Mining social networks
Pau Agulló, NeoMetrics
Traditional consumer behaviour analysis considers customers as individual observations, independent from everyone else. On this framework, future behaviour is only dependent on profile and past behaviour. Reality, however, is more complex. People interact with each other to exchange information and opinions on products and services. These contacts have an impact on future customers' behaviour. Social networks analysis allows organizations to identify connections among customers, what communities exist and what roles each user plays in those communities. Certain users influence others and others are influenced. Managing correctly customer relationships using this new dimension will provide a sustainable competitive advantage to those who succeed in mastering it.

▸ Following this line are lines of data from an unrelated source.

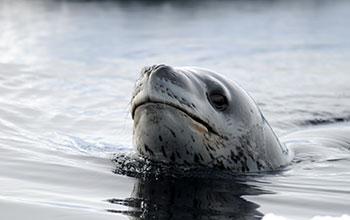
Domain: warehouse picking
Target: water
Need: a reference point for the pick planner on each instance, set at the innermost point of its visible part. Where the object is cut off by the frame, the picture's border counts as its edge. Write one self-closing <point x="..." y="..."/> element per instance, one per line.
<point x="67" y="70"/>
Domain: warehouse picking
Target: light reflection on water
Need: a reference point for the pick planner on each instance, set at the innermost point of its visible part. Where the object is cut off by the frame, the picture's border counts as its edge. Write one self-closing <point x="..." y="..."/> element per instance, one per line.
<point x="67" y="72"/>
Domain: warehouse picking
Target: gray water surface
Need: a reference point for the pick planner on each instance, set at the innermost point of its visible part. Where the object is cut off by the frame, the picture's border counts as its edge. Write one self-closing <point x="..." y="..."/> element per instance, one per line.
<point x="67" y="71"/>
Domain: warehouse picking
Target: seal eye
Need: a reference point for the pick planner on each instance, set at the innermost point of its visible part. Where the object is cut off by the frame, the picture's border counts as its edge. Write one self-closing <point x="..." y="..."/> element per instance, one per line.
<point x="218" y="101"/>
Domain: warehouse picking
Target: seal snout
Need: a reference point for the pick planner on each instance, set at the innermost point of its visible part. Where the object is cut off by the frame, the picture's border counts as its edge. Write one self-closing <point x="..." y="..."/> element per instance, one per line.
<point x="164" y="73"/>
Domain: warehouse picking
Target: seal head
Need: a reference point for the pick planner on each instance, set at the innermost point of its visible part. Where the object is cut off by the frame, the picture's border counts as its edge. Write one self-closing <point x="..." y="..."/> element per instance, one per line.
<point x="192" y="116"/>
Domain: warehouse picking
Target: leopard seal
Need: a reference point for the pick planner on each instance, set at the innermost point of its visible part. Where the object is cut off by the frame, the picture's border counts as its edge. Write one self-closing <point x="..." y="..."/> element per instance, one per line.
<point x="193" y="116"/>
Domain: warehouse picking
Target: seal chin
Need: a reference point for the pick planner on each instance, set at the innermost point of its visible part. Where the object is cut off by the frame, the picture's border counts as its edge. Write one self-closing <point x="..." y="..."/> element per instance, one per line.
<point x="195" y="121"/>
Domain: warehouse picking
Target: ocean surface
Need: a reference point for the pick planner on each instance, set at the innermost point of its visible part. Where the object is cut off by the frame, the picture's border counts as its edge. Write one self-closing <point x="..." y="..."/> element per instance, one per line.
<point x="67" y="71"/>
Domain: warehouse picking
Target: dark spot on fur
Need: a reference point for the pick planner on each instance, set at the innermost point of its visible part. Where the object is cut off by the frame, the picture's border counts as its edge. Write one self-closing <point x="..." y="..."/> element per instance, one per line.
<point x="200" y="155"/>
<point x="172" y="132"/>
<point x="147" y="149"/>
<point x="163" y="151"/>
<point x="178" y="155"/>
<point x="172" y="157"/>
<point x="196" y="158"/>
<point x="193" y="139"/>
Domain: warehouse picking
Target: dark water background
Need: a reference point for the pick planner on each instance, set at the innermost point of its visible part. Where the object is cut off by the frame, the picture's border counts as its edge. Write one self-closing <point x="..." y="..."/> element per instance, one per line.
<point x="67" y="70"/>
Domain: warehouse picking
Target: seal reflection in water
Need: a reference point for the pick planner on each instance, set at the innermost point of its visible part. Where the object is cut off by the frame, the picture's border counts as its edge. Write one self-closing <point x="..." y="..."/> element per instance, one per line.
<point x="192" y="116"/>
<point x="189" y="198"/>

Flexible QSAR: functional machine learning in computational chemistry
Ignasi Belda, Intelligent Pharma
QSAR (Quantitative Structure-Activity Relationship) modelling is a usual step in drug discovery. QSAR methods use statistical and machine learning tools to draw out the significant relationships between the molecular structure of the drug candidates (the molecules) and its biological profile. To achieve such a goal, researchers usually describe the molecules with arrays of physico-chemical properties, such as total molecular charge, molecular weight, number of hydrogen bonds donors, etc. However, the predictive accuracy of statistical and machine learning tools in QSAR have been typically very low and more advanced tools are needed to achieve higher degrees of usage of QSAR drug discovery processes. For such a reason, at Intelligent Pharma, we have been researching in the field of functional data mining, that is, data mining of information described through functions, not only with fixed properties. By using functional data mining approaches, we can deal with physico-chemical parameters such as the volume of the molecules, which is a variable property that varies depending on the energy of the system and its flexibility. Therefore, more accurate predictive models can be built by using these approaches in the field of QSAR and drug discovery. The machine learning tool used in this research is support vector machines.

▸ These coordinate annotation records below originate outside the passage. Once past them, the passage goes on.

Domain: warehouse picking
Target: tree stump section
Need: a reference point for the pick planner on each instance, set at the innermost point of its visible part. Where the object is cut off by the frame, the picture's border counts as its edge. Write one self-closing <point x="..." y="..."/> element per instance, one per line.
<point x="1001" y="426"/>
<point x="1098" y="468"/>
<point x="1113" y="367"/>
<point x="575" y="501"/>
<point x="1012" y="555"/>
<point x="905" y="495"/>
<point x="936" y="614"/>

Machine Learning in Microsoft's Online Services: TrueSkill, AdPredictor, and Matchbox
Thore Graepel, MSR
Machine Learning plays a crucial role in Microsoft's online services. In this talk, I will describe three powerful applications of machine learning.
All three systems have in common that they are based on techniques from graphical models and approximate Bayesian inference, yet operate at large scale. I will discuss the underlying models and algorithms as well as application-specific insights and findings. Time permitting, I will show the three systems in action. This is based on joint work with Ralf Herbrich, David Stern, Thomas Borchert, Tom Minka, and Joaquin Quiñonero Candela.TrueSkill is Xbox Live's Ranking and Matchmaking system and ensures that gamers online have balanced and exciting matches with equally skilled opponents.